高天原(たかまのはら:天界)で大暴れし、中つ国(なかつくに:地上)に追放されたスサノオスサノオは中つ国の出雲でヤマタノオロチを退治し、スーパーヒーローになりました。結婚し、新居も建て、子宝にも恵まれました。ところが、スサノオは家族を置き、根の国(ねのくに:死の世界)に引っ越してしまいましたとさ。


さぁ、時は流れ・・・

スサノオから6代後の子孫に大穴牟遅神(オオナムヂノカミ)が誕生しました。

オオナムヂには80人の兄達がおりました。

(兄達は八十神(やそがみ)と呼ばれています。本当は80人兄弟でなく、たくさんの兄弟ということです。
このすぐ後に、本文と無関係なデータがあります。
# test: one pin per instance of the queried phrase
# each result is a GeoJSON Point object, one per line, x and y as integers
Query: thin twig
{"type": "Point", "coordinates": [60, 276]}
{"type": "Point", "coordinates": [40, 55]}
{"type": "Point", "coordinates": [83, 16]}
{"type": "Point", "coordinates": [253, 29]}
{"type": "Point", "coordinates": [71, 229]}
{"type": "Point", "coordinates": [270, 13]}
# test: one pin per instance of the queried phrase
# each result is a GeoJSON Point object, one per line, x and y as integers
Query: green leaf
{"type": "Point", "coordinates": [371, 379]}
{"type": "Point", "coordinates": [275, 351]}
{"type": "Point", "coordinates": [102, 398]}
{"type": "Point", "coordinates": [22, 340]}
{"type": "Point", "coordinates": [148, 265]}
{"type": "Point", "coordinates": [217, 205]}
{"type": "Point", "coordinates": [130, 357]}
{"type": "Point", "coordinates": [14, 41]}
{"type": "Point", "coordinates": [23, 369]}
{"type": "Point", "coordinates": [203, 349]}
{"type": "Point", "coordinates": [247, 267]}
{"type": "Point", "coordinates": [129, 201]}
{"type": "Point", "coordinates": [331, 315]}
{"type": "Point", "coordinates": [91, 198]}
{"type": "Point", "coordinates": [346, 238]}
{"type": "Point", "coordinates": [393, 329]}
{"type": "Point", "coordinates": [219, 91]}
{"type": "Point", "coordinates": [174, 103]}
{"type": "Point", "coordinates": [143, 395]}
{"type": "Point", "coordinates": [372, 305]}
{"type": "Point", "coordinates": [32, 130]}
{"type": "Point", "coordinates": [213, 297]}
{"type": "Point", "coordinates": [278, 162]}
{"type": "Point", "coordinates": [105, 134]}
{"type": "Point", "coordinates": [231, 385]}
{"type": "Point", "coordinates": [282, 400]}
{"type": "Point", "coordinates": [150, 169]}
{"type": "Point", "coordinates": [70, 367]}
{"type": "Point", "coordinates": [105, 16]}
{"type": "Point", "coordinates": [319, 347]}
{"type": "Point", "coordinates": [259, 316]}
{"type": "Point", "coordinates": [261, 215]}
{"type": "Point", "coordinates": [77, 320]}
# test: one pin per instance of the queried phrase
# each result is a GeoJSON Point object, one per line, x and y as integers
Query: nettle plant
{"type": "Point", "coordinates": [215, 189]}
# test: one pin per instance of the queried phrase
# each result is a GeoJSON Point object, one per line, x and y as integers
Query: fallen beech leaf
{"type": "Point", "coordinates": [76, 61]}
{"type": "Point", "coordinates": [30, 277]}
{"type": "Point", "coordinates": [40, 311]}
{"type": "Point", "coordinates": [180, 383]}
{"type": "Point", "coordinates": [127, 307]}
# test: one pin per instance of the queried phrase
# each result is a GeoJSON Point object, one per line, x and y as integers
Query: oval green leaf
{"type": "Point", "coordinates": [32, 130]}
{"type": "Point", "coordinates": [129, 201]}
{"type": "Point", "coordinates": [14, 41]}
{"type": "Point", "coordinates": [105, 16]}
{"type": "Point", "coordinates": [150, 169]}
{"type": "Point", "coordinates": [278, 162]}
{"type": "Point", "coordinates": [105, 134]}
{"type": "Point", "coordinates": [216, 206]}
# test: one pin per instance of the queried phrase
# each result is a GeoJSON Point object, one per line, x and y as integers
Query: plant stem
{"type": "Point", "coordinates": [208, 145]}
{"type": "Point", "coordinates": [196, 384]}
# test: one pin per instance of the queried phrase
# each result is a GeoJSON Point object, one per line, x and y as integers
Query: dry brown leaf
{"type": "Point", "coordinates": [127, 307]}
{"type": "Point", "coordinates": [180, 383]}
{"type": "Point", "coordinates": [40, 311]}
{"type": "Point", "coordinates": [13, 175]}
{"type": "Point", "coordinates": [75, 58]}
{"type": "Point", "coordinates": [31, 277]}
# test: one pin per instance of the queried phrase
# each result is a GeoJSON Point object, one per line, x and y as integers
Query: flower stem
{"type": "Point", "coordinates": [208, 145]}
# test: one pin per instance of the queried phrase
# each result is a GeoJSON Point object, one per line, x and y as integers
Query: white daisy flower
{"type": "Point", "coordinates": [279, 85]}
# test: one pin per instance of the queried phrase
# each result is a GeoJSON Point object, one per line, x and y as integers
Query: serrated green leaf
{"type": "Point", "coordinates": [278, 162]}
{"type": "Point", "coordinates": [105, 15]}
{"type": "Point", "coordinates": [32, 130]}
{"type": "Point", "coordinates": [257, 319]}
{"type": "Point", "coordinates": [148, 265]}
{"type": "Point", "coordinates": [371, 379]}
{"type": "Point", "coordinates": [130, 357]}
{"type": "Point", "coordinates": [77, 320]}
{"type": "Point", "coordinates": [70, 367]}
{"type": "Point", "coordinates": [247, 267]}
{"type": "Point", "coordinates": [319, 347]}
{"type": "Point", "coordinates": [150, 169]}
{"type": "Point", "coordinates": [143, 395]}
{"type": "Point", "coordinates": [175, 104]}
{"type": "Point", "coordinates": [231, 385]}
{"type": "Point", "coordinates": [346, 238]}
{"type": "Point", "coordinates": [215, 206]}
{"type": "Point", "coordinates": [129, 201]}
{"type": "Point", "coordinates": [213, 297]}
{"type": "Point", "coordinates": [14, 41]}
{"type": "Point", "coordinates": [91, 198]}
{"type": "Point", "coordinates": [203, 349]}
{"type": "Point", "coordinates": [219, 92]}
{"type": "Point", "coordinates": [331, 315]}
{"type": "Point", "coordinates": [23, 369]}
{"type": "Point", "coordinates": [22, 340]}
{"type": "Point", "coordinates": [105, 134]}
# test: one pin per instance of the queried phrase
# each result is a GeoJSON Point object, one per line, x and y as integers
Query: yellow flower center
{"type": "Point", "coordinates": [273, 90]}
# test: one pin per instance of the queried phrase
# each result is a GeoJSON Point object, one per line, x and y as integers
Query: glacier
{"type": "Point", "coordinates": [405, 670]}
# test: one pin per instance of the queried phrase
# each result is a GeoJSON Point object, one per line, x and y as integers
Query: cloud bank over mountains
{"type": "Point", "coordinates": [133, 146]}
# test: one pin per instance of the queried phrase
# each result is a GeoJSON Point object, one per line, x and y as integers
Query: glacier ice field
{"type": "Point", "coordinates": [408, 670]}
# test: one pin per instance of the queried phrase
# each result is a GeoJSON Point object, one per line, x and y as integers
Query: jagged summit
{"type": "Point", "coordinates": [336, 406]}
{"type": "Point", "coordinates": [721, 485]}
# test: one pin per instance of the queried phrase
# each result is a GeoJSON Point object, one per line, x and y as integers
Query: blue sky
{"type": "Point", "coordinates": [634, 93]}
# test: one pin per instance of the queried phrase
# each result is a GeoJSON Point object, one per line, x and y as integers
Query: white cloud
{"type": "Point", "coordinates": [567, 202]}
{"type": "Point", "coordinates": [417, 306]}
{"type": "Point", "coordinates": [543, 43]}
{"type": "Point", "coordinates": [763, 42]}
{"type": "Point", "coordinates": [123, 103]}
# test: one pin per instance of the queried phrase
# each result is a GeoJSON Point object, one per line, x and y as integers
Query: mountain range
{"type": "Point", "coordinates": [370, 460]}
八百屋の「八」と同意ですね)

 

最近、兄達の間ではある話題で持ちきりでした。

 

「すっげー美人らしいよ」

「かなりマブいんだってな」

マジ神、だってさ」

 

兄達が口々に話しているのは因幡に住む八神比売(ヤガミヒメ)のことでした。

ヤガミヒメの評判は大変なものだったので、兄達は「自分の妻にしたい」という野望をメラメラと心の中で燃やしていました。

 

「よし!じゃあみんなでヤガミヒメに会いに行こうぜ!!」

 「おう、抜け駆けは無しだ!!」

「ふふ、ヤっちゃんはオレを選ぶだろうが恨みっこなしだぜ!!」

「ばーか、オレに決まってるだろ!!」

 

こうして80人の兄達のプロポーズの旅が始まりました。

(アホか・・・)

 

「オオナムヂ、お前は荷物持ちだ。同行できるだけでもありがたいと思えよ。」

末っ子のオオナムヂは荷物持ちとして、兄達に同行することになりました。

 

オオナムヂは不平不満を漏らすことなく、重たい荷物を持ち、歯を食いしばり兄達の後を追いかけました。